What it is and what it does
The Siemens 3VA1220-6MH32-0CH0 is a SENTRON molded case circuit breaker (MCCB) in a starter protection variant — meaning it's built to sit ahead of a motor starter and handle the high inrush without nuisance tripping, while still protecting the cable and contactor from a bolted fault. Rated continuous current Iu is 200 A, and it holds that rating flat from 40 °C through 50 °C ambient; above that it derates to 192 A at 55 °C, 188 A at 60 °C, 184 A at 65 °C, and 180 A at 70 °C — so in a warm panel you lose about 10 % at the top end. Breaking capacity is the headline number that decides whether this breaker survives a fault: 220 kA at 240 V, 154 kA at 415 V, 36 kA at 440 V, and 17 kA at 690 V — that 36 kA at 440 V is the figure most panel builders will check against their transformer or utility fault level.
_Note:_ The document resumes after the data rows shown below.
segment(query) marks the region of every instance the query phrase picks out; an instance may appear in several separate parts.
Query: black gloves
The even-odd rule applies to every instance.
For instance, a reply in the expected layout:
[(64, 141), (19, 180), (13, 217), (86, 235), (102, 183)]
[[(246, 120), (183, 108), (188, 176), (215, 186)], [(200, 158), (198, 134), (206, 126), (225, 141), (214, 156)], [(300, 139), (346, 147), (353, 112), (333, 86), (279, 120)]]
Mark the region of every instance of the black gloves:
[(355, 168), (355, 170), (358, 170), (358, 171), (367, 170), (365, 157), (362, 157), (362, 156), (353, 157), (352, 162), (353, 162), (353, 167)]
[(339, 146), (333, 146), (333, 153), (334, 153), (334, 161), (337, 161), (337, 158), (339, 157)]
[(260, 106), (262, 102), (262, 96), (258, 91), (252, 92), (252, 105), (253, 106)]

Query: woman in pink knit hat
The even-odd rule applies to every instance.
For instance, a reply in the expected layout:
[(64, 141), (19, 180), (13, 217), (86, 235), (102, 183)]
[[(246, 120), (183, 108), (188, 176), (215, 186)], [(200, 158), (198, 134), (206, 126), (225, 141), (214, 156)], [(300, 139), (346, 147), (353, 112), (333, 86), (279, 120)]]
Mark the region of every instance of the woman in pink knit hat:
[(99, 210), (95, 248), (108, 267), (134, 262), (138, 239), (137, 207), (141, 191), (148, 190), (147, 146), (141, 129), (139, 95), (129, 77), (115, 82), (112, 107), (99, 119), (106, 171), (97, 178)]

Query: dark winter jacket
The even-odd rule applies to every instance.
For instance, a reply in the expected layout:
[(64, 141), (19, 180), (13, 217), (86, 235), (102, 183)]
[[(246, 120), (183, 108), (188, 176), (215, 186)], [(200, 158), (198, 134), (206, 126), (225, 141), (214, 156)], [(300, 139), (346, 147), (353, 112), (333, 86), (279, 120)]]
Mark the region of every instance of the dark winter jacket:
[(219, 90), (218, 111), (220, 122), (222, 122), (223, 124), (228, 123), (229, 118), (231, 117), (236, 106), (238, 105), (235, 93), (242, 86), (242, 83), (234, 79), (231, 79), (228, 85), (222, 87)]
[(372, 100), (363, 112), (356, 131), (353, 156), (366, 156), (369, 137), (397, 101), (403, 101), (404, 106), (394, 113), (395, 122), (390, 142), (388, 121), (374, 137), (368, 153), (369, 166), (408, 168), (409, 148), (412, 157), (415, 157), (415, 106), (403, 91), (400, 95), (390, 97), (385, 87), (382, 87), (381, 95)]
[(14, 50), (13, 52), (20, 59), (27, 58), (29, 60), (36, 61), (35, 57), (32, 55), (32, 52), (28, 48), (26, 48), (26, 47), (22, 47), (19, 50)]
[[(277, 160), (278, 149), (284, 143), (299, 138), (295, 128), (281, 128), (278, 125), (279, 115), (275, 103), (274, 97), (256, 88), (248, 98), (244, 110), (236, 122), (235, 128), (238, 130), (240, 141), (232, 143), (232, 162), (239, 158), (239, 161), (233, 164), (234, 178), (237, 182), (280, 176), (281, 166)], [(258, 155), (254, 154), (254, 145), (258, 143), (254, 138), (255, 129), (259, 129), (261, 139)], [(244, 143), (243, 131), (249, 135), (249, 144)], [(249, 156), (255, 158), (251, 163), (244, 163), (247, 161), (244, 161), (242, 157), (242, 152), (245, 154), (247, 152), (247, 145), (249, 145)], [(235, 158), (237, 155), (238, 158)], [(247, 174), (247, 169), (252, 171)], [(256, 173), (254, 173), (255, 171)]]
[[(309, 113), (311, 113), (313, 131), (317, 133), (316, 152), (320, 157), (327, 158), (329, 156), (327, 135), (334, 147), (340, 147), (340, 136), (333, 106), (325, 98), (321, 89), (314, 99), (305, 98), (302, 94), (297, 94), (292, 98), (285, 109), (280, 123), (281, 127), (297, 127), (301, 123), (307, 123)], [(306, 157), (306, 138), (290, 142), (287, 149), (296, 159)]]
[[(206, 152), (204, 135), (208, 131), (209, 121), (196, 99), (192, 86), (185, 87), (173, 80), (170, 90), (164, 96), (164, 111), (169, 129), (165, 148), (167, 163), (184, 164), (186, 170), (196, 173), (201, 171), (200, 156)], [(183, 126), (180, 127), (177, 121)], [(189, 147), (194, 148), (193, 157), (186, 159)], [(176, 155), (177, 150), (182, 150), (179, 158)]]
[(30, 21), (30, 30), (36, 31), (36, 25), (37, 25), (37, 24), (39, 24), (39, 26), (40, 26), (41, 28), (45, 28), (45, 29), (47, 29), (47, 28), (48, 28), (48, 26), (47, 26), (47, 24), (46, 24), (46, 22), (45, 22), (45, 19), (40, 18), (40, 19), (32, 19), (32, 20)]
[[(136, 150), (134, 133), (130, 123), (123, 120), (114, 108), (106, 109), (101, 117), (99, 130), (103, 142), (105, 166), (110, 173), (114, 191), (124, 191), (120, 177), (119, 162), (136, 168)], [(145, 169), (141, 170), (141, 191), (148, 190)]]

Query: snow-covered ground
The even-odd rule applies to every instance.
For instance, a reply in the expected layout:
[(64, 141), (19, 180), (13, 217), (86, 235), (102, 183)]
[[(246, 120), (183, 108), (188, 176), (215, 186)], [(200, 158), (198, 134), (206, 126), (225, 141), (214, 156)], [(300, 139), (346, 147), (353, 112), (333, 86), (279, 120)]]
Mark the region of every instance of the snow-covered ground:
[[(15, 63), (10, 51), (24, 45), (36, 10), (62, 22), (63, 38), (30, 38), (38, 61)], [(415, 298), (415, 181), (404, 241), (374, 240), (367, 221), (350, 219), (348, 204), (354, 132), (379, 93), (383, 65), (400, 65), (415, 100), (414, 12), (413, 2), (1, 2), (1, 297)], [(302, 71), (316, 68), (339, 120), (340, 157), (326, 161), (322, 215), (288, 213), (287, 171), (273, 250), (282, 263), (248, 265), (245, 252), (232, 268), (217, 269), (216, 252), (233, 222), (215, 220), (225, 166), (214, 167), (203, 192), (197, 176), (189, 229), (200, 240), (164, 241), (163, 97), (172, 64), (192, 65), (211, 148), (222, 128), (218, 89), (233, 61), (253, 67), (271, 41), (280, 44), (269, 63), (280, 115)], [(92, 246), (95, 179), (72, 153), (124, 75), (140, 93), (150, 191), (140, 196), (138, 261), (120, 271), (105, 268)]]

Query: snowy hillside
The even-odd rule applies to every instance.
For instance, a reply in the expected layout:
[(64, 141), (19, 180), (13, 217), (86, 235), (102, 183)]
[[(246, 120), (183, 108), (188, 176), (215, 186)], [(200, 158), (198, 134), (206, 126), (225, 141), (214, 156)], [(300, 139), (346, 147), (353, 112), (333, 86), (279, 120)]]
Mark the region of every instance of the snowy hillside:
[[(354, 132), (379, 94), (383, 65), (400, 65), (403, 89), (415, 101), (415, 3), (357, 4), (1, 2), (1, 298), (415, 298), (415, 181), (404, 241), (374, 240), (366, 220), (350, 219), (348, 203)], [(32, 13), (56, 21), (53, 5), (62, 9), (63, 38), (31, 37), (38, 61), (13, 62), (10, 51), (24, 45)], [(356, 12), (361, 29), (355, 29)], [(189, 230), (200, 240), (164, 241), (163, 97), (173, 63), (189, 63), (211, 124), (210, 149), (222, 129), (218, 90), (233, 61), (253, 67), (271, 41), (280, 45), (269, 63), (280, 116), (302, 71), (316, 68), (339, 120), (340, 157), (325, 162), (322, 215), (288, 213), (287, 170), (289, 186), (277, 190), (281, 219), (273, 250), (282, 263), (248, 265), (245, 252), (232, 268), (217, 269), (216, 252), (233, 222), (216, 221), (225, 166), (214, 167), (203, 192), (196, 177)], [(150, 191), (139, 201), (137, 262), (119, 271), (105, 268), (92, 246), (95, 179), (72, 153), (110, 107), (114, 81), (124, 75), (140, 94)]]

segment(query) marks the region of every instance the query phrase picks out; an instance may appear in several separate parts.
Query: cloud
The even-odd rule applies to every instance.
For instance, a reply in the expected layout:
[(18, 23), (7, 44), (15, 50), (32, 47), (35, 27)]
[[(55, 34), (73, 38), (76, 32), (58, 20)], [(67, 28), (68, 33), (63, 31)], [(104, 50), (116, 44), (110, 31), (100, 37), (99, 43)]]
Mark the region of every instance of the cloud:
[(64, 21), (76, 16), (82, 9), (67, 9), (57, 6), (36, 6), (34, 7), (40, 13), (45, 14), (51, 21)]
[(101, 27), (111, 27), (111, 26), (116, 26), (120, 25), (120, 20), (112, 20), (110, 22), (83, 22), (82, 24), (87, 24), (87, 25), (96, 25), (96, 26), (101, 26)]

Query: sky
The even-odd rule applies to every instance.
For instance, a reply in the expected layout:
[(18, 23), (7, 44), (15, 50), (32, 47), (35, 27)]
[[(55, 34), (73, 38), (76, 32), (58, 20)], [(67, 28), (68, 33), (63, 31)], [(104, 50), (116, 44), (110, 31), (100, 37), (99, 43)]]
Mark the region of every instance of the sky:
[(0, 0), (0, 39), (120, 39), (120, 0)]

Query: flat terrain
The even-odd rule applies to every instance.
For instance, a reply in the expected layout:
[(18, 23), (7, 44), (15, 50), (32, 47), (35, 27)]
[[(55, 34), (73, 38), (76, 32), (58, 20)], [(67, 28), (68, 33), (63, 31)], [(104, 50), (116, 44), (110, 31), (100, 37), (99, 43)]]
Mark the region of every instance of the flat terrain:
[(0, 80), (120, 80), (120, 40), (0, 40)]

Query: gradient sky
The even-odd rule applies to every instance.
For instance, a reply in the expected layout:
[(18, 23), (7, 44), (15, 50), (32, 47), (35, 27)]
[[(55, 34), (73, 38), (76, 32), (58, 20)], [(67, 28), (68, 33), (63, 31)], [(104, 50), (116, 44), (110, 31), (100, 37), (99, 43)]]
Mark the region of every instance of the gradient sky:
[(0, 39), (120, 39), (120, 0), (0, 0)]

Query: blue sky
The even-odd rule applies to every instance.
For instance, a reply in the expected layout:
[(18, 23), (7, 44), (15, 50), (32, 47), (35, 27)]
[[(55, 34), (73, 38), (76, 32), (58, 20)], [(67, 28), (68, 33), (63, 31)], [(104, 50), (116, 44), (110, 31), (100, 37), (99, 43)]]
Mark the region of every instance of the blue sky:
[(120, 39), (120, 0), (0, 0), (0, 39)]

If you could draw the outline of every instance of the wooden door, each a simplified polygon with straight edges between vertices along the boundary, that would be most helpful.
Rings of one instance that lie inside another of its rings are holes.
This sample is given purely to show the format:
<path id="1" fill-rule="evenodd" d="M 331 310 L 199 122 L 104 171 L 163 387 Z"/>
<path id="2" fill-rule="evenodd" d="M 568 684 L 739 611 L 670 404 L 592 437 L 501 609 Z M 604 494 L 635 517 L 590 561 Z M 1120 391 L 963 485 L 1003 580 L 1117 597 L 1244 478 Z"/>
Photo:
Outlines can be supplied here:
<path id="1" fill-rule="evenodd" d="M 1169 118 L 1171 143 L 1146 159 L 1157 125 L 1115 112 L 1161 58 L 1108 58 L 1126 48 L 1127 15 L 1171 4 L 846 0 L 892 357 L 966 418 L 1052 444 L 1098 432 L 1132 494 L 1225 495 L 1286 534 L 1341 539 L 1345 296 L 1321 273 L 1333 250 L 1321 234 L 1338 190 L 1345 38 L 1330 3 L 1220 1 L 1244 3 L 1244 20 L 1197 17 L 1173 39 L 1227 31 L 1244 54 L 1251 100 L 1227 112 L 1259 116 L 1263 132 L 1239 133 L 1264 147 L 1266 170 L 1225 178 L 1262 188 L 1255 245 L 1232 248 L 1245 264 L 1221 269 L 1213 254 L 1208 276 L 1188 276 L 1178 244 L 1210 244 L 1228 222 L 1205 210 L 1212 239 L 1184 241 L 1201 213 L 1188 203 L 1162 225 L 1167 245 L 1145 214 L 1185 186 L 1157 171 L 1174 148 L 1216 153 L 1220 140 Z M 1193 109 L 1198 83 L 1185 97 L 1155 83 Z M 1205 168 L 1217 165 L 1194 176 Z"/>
What the ratings mean for fit
The TM120M overcurrent release is a fixed thermal-magnetic trip — no interchangeable trip units, no electronic adjustment. That means the 200 A frame is the only setting; if your motor FLA is 180 A, this breaker works, but if you need adjustable overloads you want a different 3VA variant with an electronic release. The built-in undervoltage release (UVR) drops the breaker if control voltage disappears — common on safety circuits or E-stop chains. The auxiliary contact complement is 2 aux switches plus 1 trip alarm switch (HQ type), enough to signal status back to a PLC without an add-on module. Rated insulation voltage Ui is 800 V, so the breaker is rated for 690 V systems with margin. The 75 W operating power at AC-3 / 400 V is the motor-switching capability — that's roughly a 90 kW motor at 400 V, but always check the actual motor FLC against the 200 A continuous rating.
Panel integration notes
Dimensions: 105 mm wide, 158 mm high, 70 mm deep — a standard 3-pole MCCB footprint for a 200 A frame. The IP40 protection on the front means it's fine in a clean indoor panel; keep it out of washdown zones. Latching endurance is rated at 15 000 operations — that's the mechanical life for the switching mechanism, not the electrical endurance under load. For frequent switching applications, check the electrical life curve in the full datasheet.